Pour l’achat d’un billet, le spectateur se voit proposer une étoile de David « en signe de solidarité avec les victimes de la tyrannie nazie ». Mais si celui-ci souhaite assister gratuitement à la représentation, le théâtre lui offre une croix gammée. Le descriptif de la performance précise qu’à la fin de la représentation, les symboles doivent être rendus.
Malgré les plaintes reçues par la ville du sud du pays, le parquet a refusé d’interdire la pièce au nom de la liberté d’expression artistique. Pourtant, il est interdit en Allemagne de produire et distribuer des symboles nazis. Depuis 1945, le port de la croix gammée est proscrite. Mais la représentation aura donc bien lieu ce 20 avril, jour de l’anniversaire de la naissance d’Hitler.

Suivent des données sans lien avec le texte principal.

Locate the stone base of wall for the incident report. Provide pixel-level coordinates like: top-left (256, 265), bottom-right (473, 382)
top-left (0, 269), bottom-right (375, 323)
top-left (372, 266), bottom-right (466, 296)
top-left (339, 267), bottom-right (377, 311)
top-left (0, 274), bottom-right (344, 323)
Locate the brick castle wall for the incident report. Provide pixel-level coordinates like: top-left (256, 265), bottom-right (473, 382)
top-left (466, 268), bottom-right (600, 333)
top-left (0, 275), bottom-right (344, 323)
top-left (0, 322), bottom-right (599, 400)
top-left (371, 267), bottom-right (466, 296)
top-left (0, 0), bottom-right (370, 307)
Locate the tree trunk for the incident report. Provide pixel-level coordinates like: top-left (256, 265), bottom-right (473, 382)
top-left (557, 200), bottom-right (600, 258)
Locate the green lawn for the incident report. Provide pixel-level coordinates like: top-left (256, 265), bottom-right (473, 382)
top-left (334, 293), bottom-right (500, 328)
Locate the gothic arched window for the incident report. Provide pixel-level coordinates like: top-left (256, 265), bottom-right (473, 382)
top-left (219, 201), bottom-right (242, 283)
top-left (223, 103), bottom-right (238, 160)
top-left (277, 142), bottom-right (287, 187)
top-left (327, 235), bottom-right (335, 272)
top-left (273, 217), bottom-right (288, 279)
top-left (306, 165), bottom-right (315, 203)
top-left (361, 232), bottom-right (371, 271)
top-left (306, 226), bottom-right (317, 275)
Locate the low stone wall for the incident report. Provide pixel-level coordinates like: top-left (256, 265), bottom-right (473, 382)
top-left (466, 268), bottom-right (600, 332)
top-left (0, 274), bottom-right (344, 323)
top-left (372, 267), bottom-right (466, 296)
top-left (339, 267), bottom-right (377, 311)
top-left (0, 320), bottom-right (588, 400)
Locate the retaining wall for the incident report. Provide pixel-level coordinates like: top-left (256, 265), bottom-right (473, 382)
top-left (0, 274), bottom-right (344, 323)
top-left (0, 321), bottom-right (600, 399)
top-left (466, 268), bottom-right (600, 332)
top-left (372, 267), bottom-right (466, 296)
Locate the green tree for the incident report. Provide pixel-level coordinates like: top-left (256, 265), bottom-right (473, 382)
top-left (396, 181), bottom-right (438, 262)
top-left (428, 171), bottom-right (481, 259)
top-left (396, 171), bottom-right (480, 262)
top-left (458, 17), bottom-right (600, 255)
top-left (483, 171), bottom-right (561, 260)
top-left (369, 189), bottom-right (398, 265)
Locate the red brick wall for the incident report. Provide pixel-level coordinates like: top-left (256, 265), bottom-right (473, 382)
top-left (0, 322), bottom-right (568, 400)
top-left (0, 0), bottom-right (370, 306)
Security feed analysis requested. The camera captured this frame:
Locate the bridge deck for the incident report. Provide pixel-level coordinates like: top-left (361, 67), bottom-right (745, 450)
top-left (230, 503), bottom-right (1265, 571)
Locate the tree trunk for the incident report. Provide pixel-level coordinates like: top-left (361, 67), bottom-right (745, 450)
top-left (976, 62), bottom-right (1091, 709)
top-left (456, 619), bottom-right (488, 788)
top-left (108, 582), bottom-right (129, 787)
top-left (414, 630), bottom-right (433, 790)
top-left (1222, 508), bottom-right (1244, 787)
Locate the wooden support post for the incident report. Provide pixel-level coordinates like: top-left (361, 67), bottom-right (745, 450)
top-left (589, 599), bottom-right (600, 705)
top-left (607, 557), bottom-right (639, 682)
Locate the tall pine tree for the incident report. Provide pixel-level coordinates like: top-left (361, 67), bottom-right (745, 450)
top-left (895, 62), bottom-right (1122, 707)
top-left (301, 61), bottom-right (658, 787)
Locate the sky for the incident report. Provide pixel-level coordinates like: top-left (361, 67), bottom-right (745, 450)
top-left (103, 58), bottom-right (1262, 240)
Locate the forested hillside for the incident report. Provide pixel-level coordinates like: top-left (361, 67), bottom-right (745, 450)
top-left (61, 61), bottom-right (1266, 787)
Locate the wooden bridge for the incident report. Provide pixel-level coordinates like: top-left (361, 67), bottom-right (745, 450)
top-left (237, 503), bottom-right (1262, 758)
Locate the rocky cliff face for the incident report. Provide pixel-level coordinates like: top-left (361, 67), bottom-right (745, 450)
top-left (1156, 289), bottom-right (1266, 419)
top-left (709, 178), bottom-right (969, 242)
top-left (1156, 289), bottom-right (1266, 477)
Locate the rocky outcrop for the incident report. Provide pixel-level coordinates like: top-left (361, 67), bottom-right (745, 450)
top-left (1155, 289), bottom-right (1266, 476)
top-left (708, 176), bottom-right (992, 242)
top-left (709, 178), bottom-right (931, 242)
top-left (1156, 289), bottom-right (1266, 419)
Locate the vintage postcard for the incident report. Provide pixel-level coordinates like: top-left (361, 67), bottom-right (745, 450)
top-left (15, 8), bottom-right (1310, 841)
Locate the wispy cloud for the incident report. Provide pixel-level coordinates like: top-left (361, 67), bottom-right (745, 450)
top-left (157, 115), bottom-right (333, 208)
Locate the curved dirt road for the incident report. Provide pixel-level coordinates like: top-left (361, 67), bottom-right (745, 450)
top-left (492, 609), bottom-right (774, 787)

Comme le rapporte le HuffPost, un porte-parole du théâtre, Daniel Morgenroth, a expliqué que la proposition d’un billet gratuit en échange du port de la croix gammée entend montrer la fragilité des convictions des potentiels spectateurs : « L’art, s'il veut être pertinent, doit parfois être controversé. »
Pour les associations ou communautés juives de la ville, pas besoin de croix gammée pour commencer une discussion politique. Les membres de la Jewish Community of Konstanz ont d’ailleurs appelé à un boycott de la performance.
« Cela a toujours été un tabou d'utiliser les symboles nazis d'une manière artistique » explique Arthur Bondarev, vice-président de la Jewish Community of Konstanz. « Maintenant, la production, bien sûr, a, en quelque sorte, brisé le tabou. C'est une sorte d'ironie ... Mais il y a toujours eu une sorte d'accord tacite sur le fait de ne pas utiliser ces symboles à des fins artistiques – sans plus de discussions ou une démonstration de l'idée sous-jacente. »
La croix gammée a été utilisée à d'autres reprises dans l'art, notamment sur les vêtements des punks britanniques, qui l'utilisait à des fins de provocations. Mais le cas de cette pièce de théâtre s'observe en plus dans un contexte où l'antisémitisme grandit en Allemagne.